Monday, 9 April 2012

Hockney at the Royal Academy, London

A shocker of a much-hyped show. Huge paintings made up of separate canvases. Vivid, clean colours  in oil, many straight from the tube, with a sparing amount of white. Expensive , full pigments, with a heavy gloss varnish. Some very harsh, garish colours: Emerald green, or Viridian green, screaming Chrome Yellow, and violet. Some wonderful small charcoal drawings of logs in a clearing, or trees. Why not more, bigger charcoal drawings?
 Hockney is thrilled by new technology, but I walked through the iPad gallery, and the multiple film gallery, with hardly a pause, or a backward glance. I also ignored the Claude gallery, with due deference to the original source painting.
 Above all, marvel at the brilliant, fluent drawing of  inter-lacing branches, the lines stroked with amazing fluidity and bravura.

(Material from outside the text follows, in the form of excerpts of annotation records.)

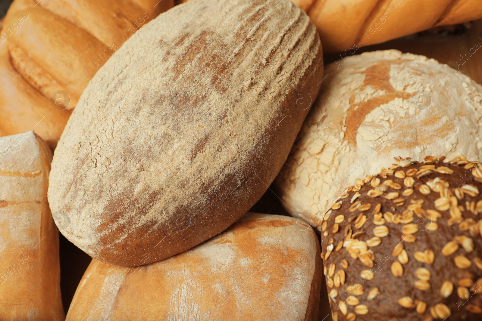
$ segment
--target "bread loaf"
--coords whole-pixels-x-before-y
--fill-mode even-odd
[[[33,131],[0,138],[0,320],[63,320],[52,153]]]
[[[0,31],[0,134],[35,127],[55,148],[99,68],[173,5],[173,0],[15,0]]]
[[[93,259],[67,320],[317,320],[319,244],[301,220],[248,213],[226,231],[161,262]]]
[[[162,14],[96,74],[62,134],[49,190],[62,233],[132,266],[224,230],[281,168],[322,73],[314,26],[290,1]]]
[[[295,0],[316,26],[328,52],[384,42],[433,26],[482,18],[478,0]]]
[[[422,56],[366,52],[329,65],[276,180],[283,205],[319,226],[345,187],[393,157],[482,156],[482,88]]]
[[[365,51],[397,49],[426,56],[445,64],[482,84],[482,20],[465,24],[437,27],[423,32],[361,49]],[[332,55],[334,60],[351,55],[344,52]],[[324,57],[325,63],[327,60]],[[330,61],[330,62],[332,62]]]
[[[323,218],[334,320],[480,320],[482,163],[396,160]]]

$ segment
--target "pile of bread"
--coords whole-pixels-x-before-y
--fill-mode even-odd
[[[11,6],[0,319],[480,320],[482,87],[361,53],[480,4],[180,2]],[[93,258],[67,316],[58,231]]]

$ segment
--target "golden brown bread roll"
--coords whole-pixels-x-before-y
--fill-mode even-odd
[[[480,0],[294,2],[309,15],[327,52],[356,51],[433,26],[482,18]]]
[[[0,138],[0,320],[63,320],[52,153],[33,131]]]
[[[133,266],[224,230],[281,168],[322,68],[316,29],[291,1],[192,0],[163,13],[97,73],[62,134],[49,189],[70,218],[62,234]]]
[[[173,0],[15,0],[0,31],[0,135],[35,126],[54,148],[98,68],[173,5]]]
[[[315,321],[321,265],[307,224],[248,213],[161,262],[130,268],[93,259],[67,320]]]

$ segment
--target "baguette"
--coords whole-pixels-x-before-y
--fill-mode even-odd
[[[129,268],[94,259],[67,320],[317,320],[320,245],[301,223],[248,213],[161,262]]]
[[[315,27],[290,1],[193,0],[162,13],[96,74],[62,134],[49,189],[70,218],[62,233],[133,266],[224,231],[281,168],[322,68]]]
[[[63,320],[52,153],[33,131],[0,138],[0,320]]]

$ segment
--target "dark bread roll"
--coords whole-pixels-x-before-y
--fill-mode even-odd
[[[396,158],[327,212],[334,320],[480,320],[482,163]]]

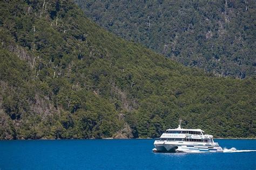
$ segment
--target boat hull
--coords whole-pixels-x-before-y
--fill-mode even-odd
[[[154,152],[222,152],[223,148],[218,145],[201,143],[177,142],[156,140]]]

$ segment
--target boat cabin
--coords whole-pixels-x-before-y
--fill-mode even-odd
[[[204,135],[204,131],[200,129],[183,129],[178,130],[177,129],[168,129],[164,132],[165,133],[172,134],[198,134]]]

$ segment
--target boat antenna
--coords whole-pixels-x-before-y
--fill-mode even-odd
[[[180,129],[180,128],[181,128],[180,127],[180,125],[181,124],[181,122],[182,122],[181,118],[180,118],[179,121],[179,126],[178,127],[178,128]]]

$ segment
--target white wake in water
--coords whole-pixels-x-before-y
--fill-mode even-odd
[[[237,150],[235,147],[232,147],[230,149],[225,147],[223,152],[256,152],[256,150]]]

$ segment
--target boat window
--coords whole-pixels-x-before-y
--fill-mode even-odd
[[[170,131],[168,133],[181,133],[181,131]]]

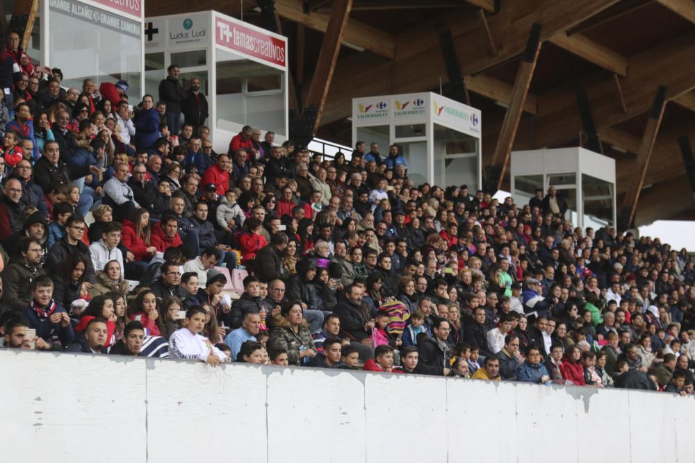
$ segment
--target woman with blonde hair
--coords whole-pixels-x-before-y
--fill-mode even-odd
[[[110,260],[104,266],[104,270],[97,272],[97,281],[89,294],[95,297],[113,292],[125,296],[129,290],[128,282],[123,279],[120,264],[117,260]]]
[[[152,233],[149,212],[147,209],[137,210],[133,214],[132,220],[124,219],[122,242],[130,249],[134,258],[126,266],[129,278],[140,280],[147,268],[147,262],[156,254],[156,248],[150,242]]]

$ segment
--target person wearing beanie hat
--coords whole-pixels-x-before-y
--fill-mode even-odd
[[[302,303],[304,316],[309,323],[311,332],[320,331],[323,326],[323,301],[311,281],[316,276],[317,264],[313,259],[304,258],[297,262],[297,274],[287,282],[287,298],[296,299]]]
[[[229,313],[231,310],[231,301],[227,301],[223,298],[222,291],[227,284],[227,277],[219,270],[210,269],[206,273],[208,280],[205,283],[204,288],[199,288],[198,294],[190,298],[193,304],[203,305],[206,303],[210,304],[215,308],[218,314],[218,318],[223,317],[223,314]]]

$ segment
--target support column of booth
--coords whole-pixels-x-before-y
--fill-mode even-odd
[[[398,145],[415,185],[480,189],[482,124],[479,110],[432,92],[352,100],[353,143],[378,143],[382,158]]]
[[[97,88],[124,80],[131,102],[138,103],[145,83],[144,8],[142,1],[42,1],[28,53],[42,65],[60,68],[64,87],[81,90],[86,78]]]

 But by contrast an individual painting, seen as a whole, sometimes displays a jarring ugliness, which can be put down to too many strident colours, and too few softer tones, or a lack of aerial perspective.
 Of course, he is a draughtsman of genius, as good as anyone, ever. I long to see him produce large-scale work in black and white.
 Hockney makes much of looking and seeing, but how much is really plein-air painting from life, and how much is studio artifice? Plenty of repetitive pattern-making . Many of the paintings are really huge stage back-drops, or , as Brian Sewell put it on a daytme TV show, scenery for a production of  Bambi.